- City: Lucan Biddulph, Ontario
- League: Provincial Junior Hockey League
- Division: Yeck
- Founded: 1968
- Home arena: Lucan Community Memorial Centre
- Colours: Kelly Green, Black, and White, 4th colour Goldenrod
- General manager: Sandra Neubauer
- Head coach: Mark Muscutt, John Fletcher, Brandon Lamoureux

Championships
- League champions: 1982, 1987, 1999, 2006
- OHA Cups: 1982, 1987, 1999, 2006

= Lucan Irish =

Junior ice hockey team based in Lucan Biddulph, Ontario

The Lucan Irish are a Junior ice hockey team based in Lucan Biddulph, Ontario. They play in the Provincial Junior Hockey League of the Ontario Hockey Association.

==History==
The Irish were founded in 1968 as the Lucan Irish Six and played their first season in 1969-70.

In 1982, the Irish won the Western Ontario Junior D Hockey League's championship. They went on to defeat the Langton Thunderbirds of the Southern Counties Junior D Hockey League 4-games-to-1 to win the OHA Cup as provincial champions.

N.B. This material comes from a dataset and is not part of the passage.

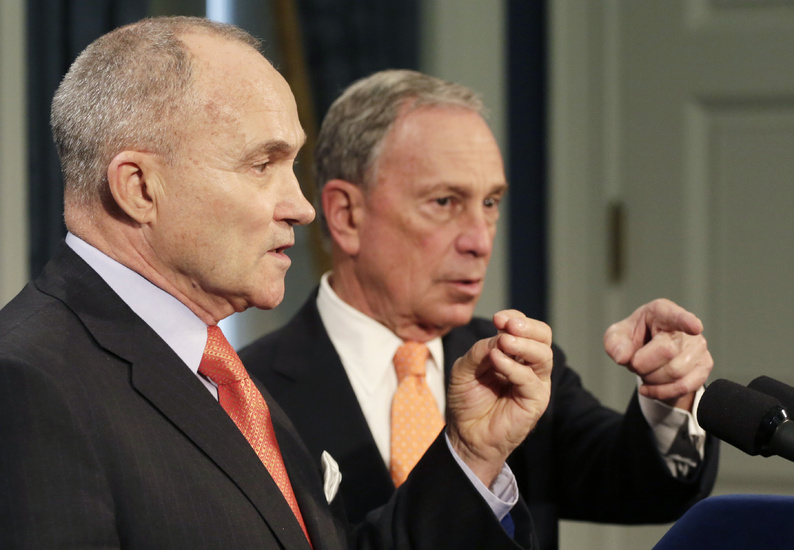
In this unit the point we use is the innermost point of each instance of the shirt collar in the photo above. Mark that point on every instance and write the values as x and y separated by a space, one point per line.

In 1987, the Irish again won the Western Junior D's playoff title. They defeated the Tavistock Braves of the Southern Counties Junior D league 4-games-to-3 to win the OHA Cup for the second time as provincial champions.

In 1988, all remaining Junior D leagues were consolidated into the Western Junior league. In 1991, the league dropped the Junior D label and became the OHA Junior Development League. Starting in 1988, the Irish set out to prove they were the "cream of the crop" in this new league. After the 1988-89 season, the Irish made it all the way to the league finals, but were thwarted by the Lambeth Lancers. In 1990, 1991, and 1992, the same scenario repeated over and over again. The Irish would finish highly ranked in their league, would make it all the way to the finals and three years in a row they would meet the Thamesford Trojans who beat them each time.

In 1999, after finishing second overall in the league standings the Irish fought all the way back to the league final. The Irish defeated the Wellesley Applejacks 4-games-to-3 to win their third ever OHA Cup.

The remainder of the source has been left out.